2010 was really something, wasn’t it? It was a transition year for me, a year with as many lasts as it had firsts. It was a year full of both exhilarating successes and aggravating failures, monumental achievements and unreached goals. 2010 was big, it was fun, it was hard, it was scary, it was thrilling, it was fulfilling, it was more than I expected, and it was less than it could have been. The real defining attribute of 2010, though, is none of those things. The final word on 2010 is that it is over.
That’s right, for better or for worse, another year is behind us. I’m not sure when or why society decided that days come in 365-packs, but now, whenever we close the book on another year, people all over the world take time to look back at what they left behind. We reminisce about what we loved, what blew us away, what we hated, and more than anything we focus on what we want to change. We see a blank slate before us, 365 new days, a chance to make this year into whatever we want it to be. We set goals, some of them realistic, many of them absurd, and we spend the first week or so of January caught up in the euphoria of a fresh year.
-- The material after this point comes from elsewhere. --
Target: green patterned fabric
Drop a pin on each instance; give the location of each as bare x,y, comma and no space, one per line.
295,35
After that first week ends, however, reality begins to set in. Despite the fact that the new year is a chance to be who we want to be, it’s no easier to break our old habits this year than it was last year. We fail, maybe in a small way, maybe irreparably, but either way we face discouragement. The one thing more powerful than a blank slate is the first mark. Suddenly, all of the magic of a fresh beginning is gone, replaced by doubt and dread. We want to start over, but 358 days still stand between us and another new start, so we push on, but we know that this year can never be quite as amazing as we dreamed that it would be. Every beginning has to end eventually, and it always hurts when it does. Eventually, we grow afraid to take the risk of starting over, because we know how badly it turned out the last time. We think that one day we’ll just run out of chances and be stranded wherever we are, knowing that it’s not quite where we wanted to be. But what if we’re wrong?
Lamentations 3:22-23 says:
“22 Because of the LORD’s great love we are not consumed,
for his compassions never fail.
23 They are new every morning;
great is your faithfulness.”
With God, there are no last chances or final failures. He holds out fresh, clean-slate compassion not just once a year, but every morning. So you failed today, and you feel like there’s no hope for recovery. So this year looks an awful lot like last year, and that’s not a good thing. So your shortcomings are threatening to consume you, and you’re sick of fighting them with little to no success. God is there for you with enough love, compassion, and faithfulness to redeem any situation. I’m not saying that you should forget your past, but I am saying that you can move on. I’m not saying that you shouldn’t learn from your mistakes, but I am saying that you can become so much more. On our own, a new year is just another failure waiting to happen, but with our God, 2011 becomes an incredible promise of new compassions every morning and a loving Father who will never give up on the good work that He has begun in your life. This year, let every success drive you to worship and every shortfall lead you closer to the God whose faithfulness is never ending. This year, refuse to let fear of failure keep you from becoming the person God created you to be. This year, celebrate the joy of living a life that is new every morning.